In this time where terms like ‘fake news’ and ‘alternative facts’ are being bandied about so regularly, it’s becoming increasingly difficult for people to know what they should believe.
On Wednesday, US President Donald Trump used the term ‘fake news’ on three successive tweets, including one directed at the well-established New York Times. Democrat-favouring broadcaster CNN seems to be another media source that, in Trump’s view, is simply making news up.
Trump’s definition of ‘fake’ seems pretty fake in itself, but it’s unquestionable that there are plenty of completely fictitious stories doing the rounds. Recently, as The Independent reports, many social media users were fooled by a hoax story about a baby surviving the Grenfell Tower fire after 12 days. The graphic for the story might look plausible enough, with it being headed with the word ‘Metro’ and using the BBC’s Breaking News ident, but neither the BBC nor The Metro had anything to do with the completely untrue story.
Once people find out they have been tricked in ways like this, their immediate reaction is usually anger, followed by confusion, as they wonder what motivates people to take a disaster and use it to create fake articles.

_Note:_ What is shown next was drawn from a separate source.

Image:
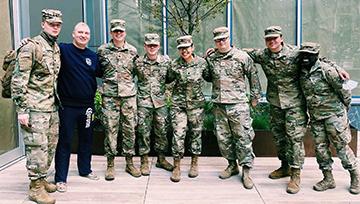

Often, the motivation is simple – these people want a reaction. They’re trolls, and find it funny to play with people’s emotions and lead them astray. They believe the internet offers them the safety and anonymity to behave in ways they never would outside of cyberspace, even though there are countless examples of trolls being identified and confronted. In 2013, one Twitter prankster who had been insulting footballer-turned-boxer Curtis Woodhouse got a nasty but not entirely undeserved surprise when the ‘Driffield Destroyer’ (as Woodhouse is nicknamed) tracked him down and turned up on his street.
Sometimes, fake news is created for political means, as a recent Oxford University study identified. It might not necessarily be anyone directly affiliated with a political party creating it, but someone who has a particular point of view and wants to popularise it by creating convenient lies. Examples of this could include the false claim that Sweden has banned Christmas lights to avoid offending Muslims, which presumably is a story dreamed up by somebody with an anti-Muslim or anti-political correctness agenda.
Similarly, a 2014 meme showing a sparsely populated House of Commons debating matters like war, education and employment next to a jam-packed assembly for a debate on MPs pay turned out to be fake, but why was it created? I’m guessing someone just doesn’t like MPs very much.
Perhaps the most sinister reason why fake news is created is to make money. If people can tug heartstrings hard enough to get people to click through to their site and share articles, it doesn’t matter to content creators with no morals whether the stories are true or not. The traffic, interaction and engagement this sort of drivel creates leads to increased exposure and the possibility of drawing in advertisers.
Trump is demonstrating that we need to be careful how we use the term ‘fake news’. There’s a big difference between news presented with an editorial stance we don’t like, and stories that are completely fabricated for ulterior motives. Social media users have to bear some individual responsibility for what they share, but it’s also down to the likes of Facebook and Twitter to make a stand. I would like to see them team up with likes of Full Fact and even myth-busting sites like Snopes so that definite fake news is highlighted. This could perhaps be done with a note next to dubious stories using words like “this story may not be accurate” and directing to a fact-checking site.